The formation of the Army of Catalonia in total had 10,000 men of regular infantry and was based on two regiments of already existing infantry. From these, up to eight new regiments of regulated infantry were raised, taking advantage of the soldiers and experienced officers who had remained in Catalonia after the withdrawal of the allied armies.

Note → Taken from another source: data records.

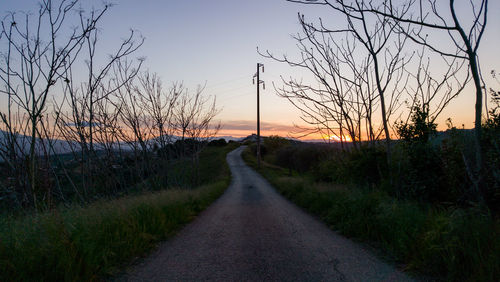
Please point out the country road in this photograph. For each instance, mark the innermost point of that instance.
(251, 233)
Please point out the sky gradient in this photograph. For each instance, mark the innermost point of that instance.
(214, 43)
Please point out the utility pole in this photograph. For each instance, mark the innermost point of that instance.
(259, 65)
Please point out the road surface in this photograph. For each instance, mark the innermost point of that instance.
(251, 233)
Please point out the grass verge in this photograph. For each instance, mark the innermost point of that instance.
(89, 243)
(450, 244)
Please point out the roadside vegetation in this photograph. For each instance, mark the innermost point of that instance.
(94, 241)
(428, 219)
(374, 85)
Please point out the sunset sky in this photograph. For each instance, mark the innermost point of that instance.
(214, 42)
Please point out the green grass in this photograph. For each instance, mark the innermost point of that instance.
(450, 244)
(92, 242)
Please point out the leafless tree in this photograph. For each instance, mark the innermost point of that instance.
(375, 76)
(441, 20)
(193, 120)
(37, 49)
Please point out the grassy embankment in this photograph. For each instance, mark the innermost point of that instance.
(89, 243)
(451, 244)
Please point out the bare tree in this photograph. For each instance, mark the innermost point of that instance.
(442, 20)
(37, 51)
(193, 120)
(379, 75)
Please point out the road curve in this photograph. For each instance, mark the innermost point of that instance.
(251, 233)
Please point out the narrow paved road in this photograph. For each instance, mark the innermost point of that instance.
(252, 233)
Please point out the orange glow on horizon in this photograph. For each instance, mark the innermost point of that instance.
(336, 138)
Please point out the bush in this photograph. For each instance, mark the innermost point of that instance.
(218, 143)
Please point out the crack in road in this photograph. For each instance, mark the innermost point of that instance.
(251, 233)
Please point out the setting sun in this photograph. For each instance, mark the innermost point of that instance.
(336, 138)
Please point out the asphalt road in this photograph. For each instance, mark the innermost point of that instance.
(252, 233)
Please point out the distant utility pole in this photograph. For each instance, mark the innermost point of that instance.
(259, 65)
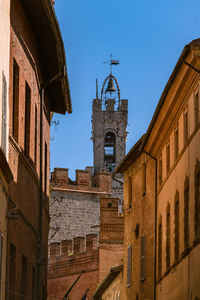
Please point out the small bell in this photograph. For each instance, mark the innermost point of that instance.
(110, 87)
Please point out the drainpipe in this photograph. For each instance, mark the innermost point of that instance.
(155, 229)
(41, 196)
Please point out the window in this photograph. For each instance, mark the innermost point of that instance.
(23, 277)
(129, 266)
(45, 170)
(176, 144)
(160, 170)
(109, 151)
(1, 259)
(4, 114)
(168, 158)
(142, 257)
(196, 110)
(27, 119)
(130, 192)
(15, 120)
(197, 200)
(185, 127)
(168, 237)
(186, 213)
(176, 227)
(160, 248)
(12, 272)
(35, 159)
(144, 180)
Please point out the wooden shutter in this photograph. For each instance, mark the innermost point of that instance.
(1, 259)
(129, 266)
(4, 114)
(142, 257)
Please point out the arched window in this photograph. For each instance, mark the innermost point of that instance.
(186, 213)
(168, 237)
(176, 226)
(110, 151)
(160, 248)
(197, 201)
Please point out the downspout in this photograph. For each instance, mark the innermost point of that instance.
(41, 194)
(155, 229)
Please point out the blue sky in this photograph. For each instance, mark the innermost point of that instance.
(146, 36)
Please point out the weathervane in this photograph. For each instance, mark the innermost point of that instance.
(112, 62)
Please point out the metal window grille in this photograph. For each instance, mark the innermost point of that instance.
(4, 114)
(142, 257)
(129, 266)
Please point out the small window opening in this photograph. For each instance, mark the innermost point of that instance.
(110, 151)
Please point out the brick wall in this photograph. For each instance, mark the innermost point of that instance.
(66, 261)
(24, 189)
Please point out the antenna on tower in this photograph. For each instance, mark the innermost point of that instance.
(97, 97)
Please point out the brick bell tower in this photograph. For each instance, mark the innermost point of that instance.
(109, 122)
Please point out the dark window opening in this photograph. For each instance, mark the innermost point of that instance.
(12, 272)
(186, 214)
(15, 120)
(168, 237)
(110, 151)
(24, 277)
(197, 205)
(27, 119)
(176, 227)
(160, 248)
(35, 159)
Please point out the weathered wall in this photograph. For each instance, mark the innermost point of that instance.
(74, 206)
(24, 189)
(66, 261)
(111, 236)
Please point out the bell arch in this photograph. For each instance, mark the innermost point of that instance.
(110, 150)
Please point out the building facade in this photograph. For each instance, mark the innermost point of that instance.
(5, 172)
(38, 86)
(170, 151)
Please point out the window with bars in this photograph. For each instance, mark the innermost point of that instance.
(129, 266)
(1, 259)
(4, 114)
(12, 272)
(185, 127)
(160, 247)
(27, 119)
(144, 180)
(168, 237)
(15, 119)
(196, 110)
(168, 158)
(142, 257)
(176, 143)
(186, 213)
(197, 201)
(35, 152)
(130, 191)
(176, 226)
(160, 170)
(23, 277)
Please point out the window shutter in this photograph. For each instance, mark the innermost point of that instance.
(4, 114)
(129, 266)
(1, 258)
(142, 257)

- Regiment de la Diputació del General de Catalunya
- Regiment de la Ciutat de Barcelona
- Regiment de la Immaculada Concepció
- Regiment de Santa Eulàlia
- Regiment d'Infanteria de la Mare de Déu dels Desemparats
- Regiment de Sant Narcís
- Regiment de Nostra Senyora del Roser
- Regiment del coronel Busquets

The colonelcies were the urban militias of the main cities of Catalonia during the early modern period: Coronela de Barcelona, Coronela de Lleida, Coronela de Tortosa, Coronela de Tarragona o coronela de Manresa, cities that sheltered them Catalan constitutions enjoyed autonomy to arm themselves and defend themselves in case of aggression. They were formed by militarized citizens of the guilds Offices Even so, the Coroneles and mercenary troops such as miquelets were not included in the army, the troops had to be professional and well-armed.

== Cavalry ==
The cavalry, in the first moments of the formation of the Army of Catalonia, were of high strategic importance. Thanks to its high mobility, the Catalan authorities hoped to use it to avoid the collapse of important sites in Bourbon hands and open fronts in the interior of Catalonia. This branch was composed of six regiments, which were formed or reordered, as well as other companies, such as the hússars hongaresos, surely framed in Sant Jordi.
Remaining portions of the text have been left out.